A document-oriented distributed database, MongoDB is aiding the data management of unstructured or semi-structured real-time data for application developers. MongoDB is an open-source data analytics tool that is being used to create innovative services on a global scale. With a multi-cloud database called MongoDB Atlas, the database helps to store data in JSON-like documents allowing dynamic schemas. The multi-cloud database Atlas provides automation along with elasticity, scalability as well as the availability of data consistently.
- NoSQL Database:
The NoSQL Database has a wide variety of big data technologies developed to design modern applications. It provides data acquisition or data recovery through a non-SQL database. The database stores unstructured data and offers flexibility while addressing various data types. It also provides easier horizontal scaling, control over devices and design integrity.
Through Qlik, big data development can gain transparent raw data with efficient integration and automatically aligned data association. Qlik helps to detect potential market trends by integrating embedded and predictive analysis of data. It also supports real-time data with a multi-cloud structure and an associative engine. The associative engine delivers unlimited permutations of big data analysing and indexing every relationship inside the data.
- R Programming
Another open-source big data technology is R Programming which is widely used for a unified development environment, statistical computing and visualisation. Experts have observed R to be a leading language in big data technology on a global scale. It is also widely used by data miners as well statisticians to analyse and develop statistical software.

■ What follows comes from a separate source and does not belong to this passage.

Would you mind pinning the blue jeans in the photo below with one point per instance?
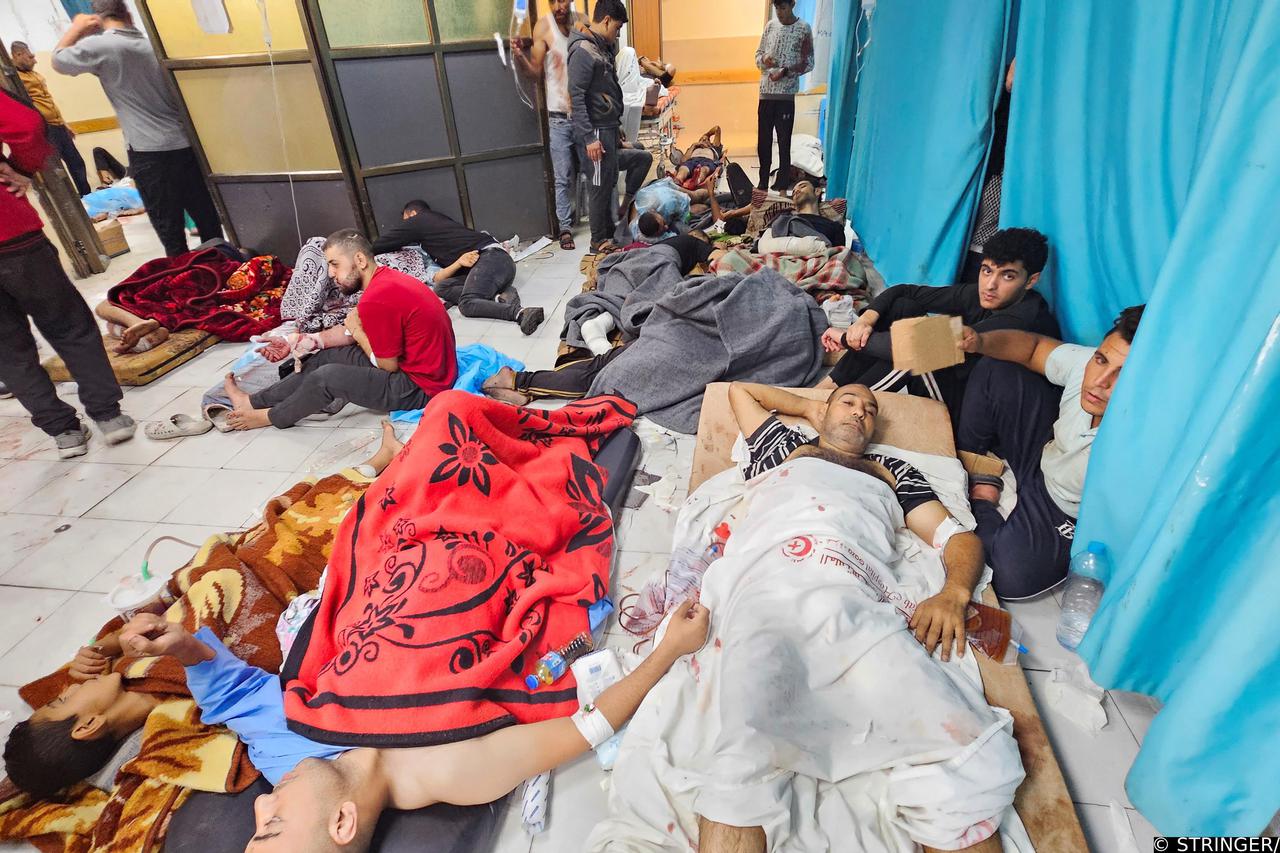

RapidMiner delivers transformative insight to big data technology and analysts. With the help of Rapidminer, organisations can upskill efficiently. Providing predictive analysis, data preparation, text mining and deep learning, the platform is emerging to be a popular choice among researchers and people who are not professional programmers. It also allows users to load real-time data providing great insights into company data collection.
As the world changes and technology evolves, big data plays a big role in 2021 when it comes to security and progress. Through data collected from various sources better healthcare, traffic control and security in data sharing can be increased. Businesses can use big data to navigate through the economy bringing more sustainable products and services. The emergence of new tools is due to security breaches as the world becomes smaller and more connected causing a bigger ripple effect whenever there is a technological faux pas. Big data is maintained to ensure that data is efficiently tracked over its lifecycle.